Danke, sehr interessant. Aehnliches gibt es bei Menschen. Alkohol wirkt im Alter so wie Medikamente anders als bei jungen Menschen. Die Rezeptoren und der Stoffwechsel verändern sich. Die Leber und Nierentätigkeit nehmen ab dem 30igsten Lebensjahr ab. Alte Menschen mit derselben Dosis wie junge Menschen zu behandeln, kann zu lebensbedrohlichen Intoxikationen führen. Oft wird in Studien der Lebenswandel der Studienpersonen, an welchen Medikamente getestet werden, nicht oder zu wenig berücksichtigt.

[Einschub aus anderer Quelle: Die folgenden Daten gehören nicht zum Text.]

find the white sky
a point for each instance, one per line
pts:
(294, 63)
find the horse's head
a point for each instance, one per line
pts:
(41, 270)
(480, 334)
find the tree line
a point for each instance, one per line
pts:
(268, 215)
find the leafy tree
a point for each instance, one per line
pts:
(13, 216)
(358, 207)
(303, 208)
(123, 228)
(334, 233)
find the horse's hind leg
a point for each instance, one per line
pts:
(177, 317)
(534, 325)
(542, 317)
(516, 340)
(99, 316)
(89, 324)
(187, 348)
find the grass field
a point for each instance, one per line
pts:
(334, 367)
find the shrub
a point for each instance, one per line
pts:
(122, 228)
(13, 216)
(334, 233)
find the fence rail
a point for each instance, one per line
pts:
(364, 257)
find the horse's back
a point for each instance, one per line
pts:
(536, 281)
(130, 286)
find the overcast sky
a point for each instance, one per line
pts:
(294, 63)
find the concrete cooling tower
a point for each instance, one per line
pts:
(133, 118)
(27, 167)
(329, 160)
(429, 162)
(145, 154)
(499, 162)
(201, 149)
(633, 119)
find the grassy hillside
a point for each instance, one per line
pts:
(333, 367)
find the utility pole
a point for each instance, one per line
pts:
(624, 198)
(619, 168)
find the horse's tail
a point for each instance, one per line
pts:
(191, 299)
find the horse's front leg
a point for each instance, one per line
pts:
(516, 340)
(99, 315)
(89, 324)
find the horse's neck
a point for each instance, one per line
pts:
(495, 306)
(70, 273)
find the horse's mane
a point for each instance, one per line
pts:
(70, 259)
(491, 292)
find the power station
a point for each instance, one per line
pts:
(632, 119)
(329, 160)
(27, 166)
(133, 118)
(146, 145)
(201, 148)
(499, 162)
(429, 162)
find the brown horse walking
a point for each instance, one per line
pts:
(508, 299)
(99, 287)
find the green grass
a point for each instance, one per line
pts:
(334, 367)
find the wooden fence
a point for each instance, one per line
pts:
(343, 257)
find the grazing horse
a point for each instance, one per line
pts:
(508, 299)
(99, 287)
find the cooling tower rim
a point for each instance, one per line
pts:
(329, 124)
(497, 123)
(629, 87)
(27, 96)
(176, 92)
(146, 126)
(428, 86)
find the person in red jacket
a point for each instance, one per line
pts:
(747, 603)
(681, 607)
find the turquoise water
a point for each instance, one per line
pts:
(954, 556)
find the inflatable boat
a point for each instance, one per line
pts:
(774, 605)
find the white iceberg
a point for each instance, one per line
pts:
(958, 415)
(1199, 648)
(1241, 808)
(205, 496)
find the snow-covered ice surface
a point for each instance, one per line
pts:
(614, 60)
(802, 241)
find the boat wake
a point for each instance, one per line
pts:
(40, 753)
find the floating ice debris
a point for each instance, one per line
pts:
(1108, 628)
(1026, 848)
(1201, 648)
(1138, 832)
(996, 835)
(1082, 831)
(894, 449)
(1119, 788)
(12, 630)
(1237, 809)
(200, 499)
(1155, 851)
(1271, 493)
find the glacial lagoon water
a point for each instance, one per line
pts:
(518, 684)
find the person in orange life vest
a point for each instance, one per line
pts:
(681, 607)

Zum gleichen Thema passt, was kürzlich in der WOZ publiziert wurde:
https://www.woz.ch/2236/medizin/medizin-wer-hat-angst-vor-der-gesunden-Frau/%21GGDTEYEPQ0RZ.
Neue Medikamente werden noch heute vielfach nur an und mit Männern getestet und zugelassen. Das hat mit seriöser Wissenschaft nichts zu tun.
Frauen reagieren ja auch auf Männer anders als auf Frauen; schon die hormonelle Situation, die unbewußt immer wahrgenommen wird, macht einen Strich durch eine neutrale Rechnung. Haben Frauen ihre fruchtbaren Tage, beeinflusst das natürlich die umgebende Männlichkeit. Warum sollte es bei anderen Säugetieren nicht auch vorkommen; schließlich stammen wir aus der selben Brühe. Hunde und Pferde reagieren nachweislich auch anders, wenn sie Kommandos von unterschiedlichen Geschlechtern bekommen. Wir sind Säugetiere, evolutionär auf erfolgreiche Partnersuche, Balz, Fortpflanzung und sicheres Hochbringen des Nachwuchses getrimmt, mit allen biochemischen und sozialen Konsequenzen.
Die Geschichte ist spannend. So wie die Experimente hier beschrieben werden, sind die Schlussfolgerungen valide.
Die Frage ist dann allerdings, ob das bei anderen Medikamenten auch so abläuft und wie man eine solche Interaktion im Experiment unter Kontrolle bringt.